Migrating large volumes of data has high requirements on network communication. When a migration task is executed, other services may be affected. You are advised to migrate data during off-peak hours.

Procedure

  1. Log in to the CDM management console.
  2. Create a CDM cluster. The security group, VPC, and subnet of the CDM cluster must be the same as those of the destination cluster to ensure that the CDM cluster can communicate with the MRS cluster.
  3. On the Cluster Management page, locate the row containing the desired cluster and click Job Management in the Operation column.
  4. On the Links tab page, click Create Link.
  5. Create links to the source and destination clusters by referring to Creating Links. Select MRS Hive as the connector type.

    Set the connector type based on the actual cluster. For an MRS cluster, select MRS Hive. For a self-built cluster, select Apache Hive.

    Figure 2 Hive link

  6. Create a storage database after data migration in the destination cluster.
  7. Choose Job Management and click the Table/File Migration tab.

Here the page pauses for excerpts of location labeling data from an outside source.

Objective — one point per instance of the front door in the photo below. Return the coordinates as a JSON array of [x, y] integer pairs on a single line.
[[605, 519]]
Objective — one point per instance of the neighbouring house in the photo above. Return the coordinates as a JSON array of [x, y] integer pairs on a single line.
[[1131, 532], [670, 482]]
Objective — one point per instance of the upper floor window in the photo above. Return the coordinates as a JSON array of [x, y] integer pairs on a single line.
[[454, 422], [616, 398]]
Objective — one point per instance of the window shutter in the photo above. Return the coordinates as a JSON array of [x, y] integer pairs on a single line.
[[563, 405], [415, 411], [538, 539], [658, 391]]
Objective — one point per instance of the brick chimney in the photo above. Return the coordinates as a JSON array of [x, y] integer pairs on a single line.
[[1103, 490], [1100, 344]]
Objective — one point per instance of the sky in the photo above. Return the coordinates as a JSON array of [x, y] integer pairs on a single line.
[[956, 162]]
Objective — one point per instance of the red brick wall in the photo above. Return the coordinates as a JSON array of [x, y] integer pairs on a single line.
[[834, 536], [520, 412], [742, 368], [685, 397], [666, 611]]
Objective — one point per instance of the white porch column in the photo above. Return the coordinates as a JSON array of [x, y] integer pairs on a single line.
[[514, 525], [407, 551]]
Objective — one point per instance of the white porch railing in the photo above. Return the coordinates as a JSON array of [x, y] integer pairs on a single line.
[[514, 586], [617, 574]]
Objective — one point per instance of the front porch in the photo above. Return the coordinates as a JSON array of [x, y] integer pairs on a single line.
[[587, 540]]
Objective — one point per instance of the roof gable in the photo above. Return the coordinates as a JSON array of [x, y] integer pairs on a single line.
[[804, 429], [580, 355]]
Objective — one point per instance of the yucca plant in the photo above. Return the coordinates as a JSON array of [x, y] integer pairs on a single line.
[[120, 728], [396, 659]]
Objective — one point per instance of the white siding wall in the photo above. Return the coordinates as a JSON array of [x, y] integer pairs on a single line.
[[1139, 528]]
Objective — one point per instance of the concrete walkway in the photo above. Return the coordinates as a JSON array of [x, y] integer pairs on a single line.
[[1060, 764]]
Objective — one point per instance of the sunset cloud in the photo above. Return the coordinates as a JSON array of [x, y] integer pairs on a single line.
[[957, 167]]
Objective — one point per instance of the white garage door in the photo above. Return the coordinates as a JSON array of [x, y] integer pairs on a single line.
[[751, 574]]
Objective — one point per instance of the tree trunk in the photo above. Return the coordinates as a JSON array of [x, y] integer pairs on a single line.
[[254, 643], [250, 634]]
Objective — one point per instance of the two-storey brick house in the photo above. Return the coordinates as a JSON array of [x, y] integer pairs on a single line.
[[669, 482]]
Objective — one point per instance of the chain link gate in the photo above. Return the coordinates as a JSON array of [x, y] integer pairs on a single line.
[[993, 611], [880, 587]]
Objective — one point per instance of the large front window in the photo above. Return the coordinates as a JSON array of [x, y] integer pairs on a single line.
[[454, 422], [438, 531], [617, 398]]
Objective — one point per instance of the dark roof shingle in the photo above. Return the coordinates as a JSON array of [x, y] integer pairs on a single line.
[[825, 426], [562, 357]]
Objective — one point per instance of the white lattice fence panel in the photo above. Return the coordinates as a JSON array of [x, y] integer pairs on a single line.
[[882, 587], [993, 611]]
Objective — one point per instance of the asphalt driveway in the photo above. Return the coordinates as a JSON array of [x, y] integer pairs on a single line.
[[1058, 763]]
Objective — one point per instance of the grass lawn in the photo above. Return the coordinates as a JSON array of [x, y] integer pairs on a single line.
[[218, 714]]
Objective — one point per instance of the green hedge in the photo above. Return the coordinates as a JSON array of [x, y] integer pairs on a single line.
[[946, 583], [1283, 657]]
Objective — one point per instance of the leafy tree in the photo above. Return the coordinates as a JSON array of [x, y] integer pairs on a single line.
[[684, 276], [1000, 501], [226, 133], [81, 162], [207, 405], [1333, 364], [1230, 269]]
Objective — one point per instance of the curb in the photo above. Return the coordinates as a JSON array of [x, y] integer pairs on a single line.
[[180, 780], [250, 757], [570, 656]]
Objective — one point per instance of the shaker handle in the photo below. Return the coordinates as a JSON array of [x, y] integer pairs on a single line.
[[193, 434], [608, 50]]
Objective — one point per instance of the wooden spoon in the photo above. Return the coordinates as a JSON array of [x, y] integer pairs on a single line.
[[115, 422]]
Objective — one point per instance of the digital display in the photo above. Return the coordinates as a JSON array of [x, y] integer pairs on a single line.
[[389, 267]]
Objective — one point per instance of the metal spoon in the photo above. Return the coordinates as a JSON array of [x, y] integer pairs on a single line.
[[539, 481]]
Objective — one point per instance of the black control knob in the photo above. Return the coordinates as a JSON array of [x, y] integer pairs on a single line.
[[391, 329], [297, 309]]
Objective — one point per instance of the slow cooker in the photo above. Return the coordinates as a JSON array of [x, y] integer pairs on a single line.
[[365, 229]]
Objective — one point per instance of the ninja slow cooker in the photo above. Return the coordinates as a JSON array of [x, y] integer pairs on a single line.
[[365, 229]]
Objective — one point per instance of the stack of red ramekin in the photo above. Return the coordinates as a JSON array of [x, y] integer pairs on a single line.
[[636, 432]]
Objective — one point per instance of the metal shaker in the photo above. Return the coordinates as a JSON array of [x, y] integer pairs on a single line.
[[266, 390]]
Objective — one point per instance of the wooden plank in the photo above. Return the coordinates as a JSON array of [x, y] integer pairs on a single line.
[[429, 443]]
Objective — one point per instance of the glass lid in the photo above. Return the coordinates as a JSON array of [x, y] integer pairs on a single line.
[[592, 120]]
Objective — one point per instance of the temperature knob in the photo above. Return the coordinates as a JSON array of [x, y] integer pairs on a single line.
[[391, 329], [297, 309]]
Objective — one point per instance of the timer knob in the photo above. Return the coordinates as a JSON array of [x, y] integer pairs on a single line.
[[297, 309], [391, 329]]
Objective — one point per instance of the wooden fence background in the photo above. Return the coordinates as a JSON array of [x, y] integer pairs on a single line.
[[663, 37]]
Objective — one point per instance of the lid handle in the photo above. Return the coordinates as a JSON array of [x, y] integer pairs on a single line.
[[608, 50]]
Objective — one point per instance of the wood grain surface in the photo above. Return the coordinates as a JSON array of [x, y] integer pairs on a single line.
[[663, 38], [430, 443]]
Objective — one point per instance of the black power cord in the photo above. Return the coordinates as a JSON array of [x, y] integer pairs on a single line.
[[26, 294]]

Then, click Create Job.
  8. In the job configuration dialog box that is displayed, configure the job name, select the data links created in 5 as the source link and destination link, select the names of the database and table to be migrated, and click Next.

    Figure 3 Hive job configuration

  9. Configure the mapping between the source fields and destination fields and click Next.
  10. On the task configuration page that is displayed, click Save without any modification.
  11. Choose Job Management and click Table/File Migration. Locate the row containing the job to run and click Run in the Operation column to start migrating Hive data.
  12. After the migration is complete, you can run the same query statement in the source and destination clusters to compare the query results.

    For example, query the number of records in the catalog_sales table in the destination cluster and source cluster to check whether the number of data records is the same.

    select count(*) from catalog_sales;
    Figure 4 Data records of the source cluster
    Figure 5 Data records of the destination cluster

  13. (Optional) If new data in the source cluster needs to be periodically migrated to the destination cluster, perform the migration based on the data adding mode. Configure a scheduled task to migrate incremental data until all services are migrated to the destination cluster.

    • If no table is added or deleted and the data structure of the existing table is not modified and only the Hive table data is modified: you only need to migrate the files stored on HDFS or OBS. For details about how to migrate data, see the description about the new data migration method in Migrating Data from Hadoop to MRS.
    • If a Hive table is added, choose Job Management and click the Table/File Migration tab. Click Edit in the Operation column of the Hive migration job and select the new data table for data migration.
    • If a Hive table is deleted or the data structure of an existing table is modified, manually delete the table from the destination cluster or manually update the table structure.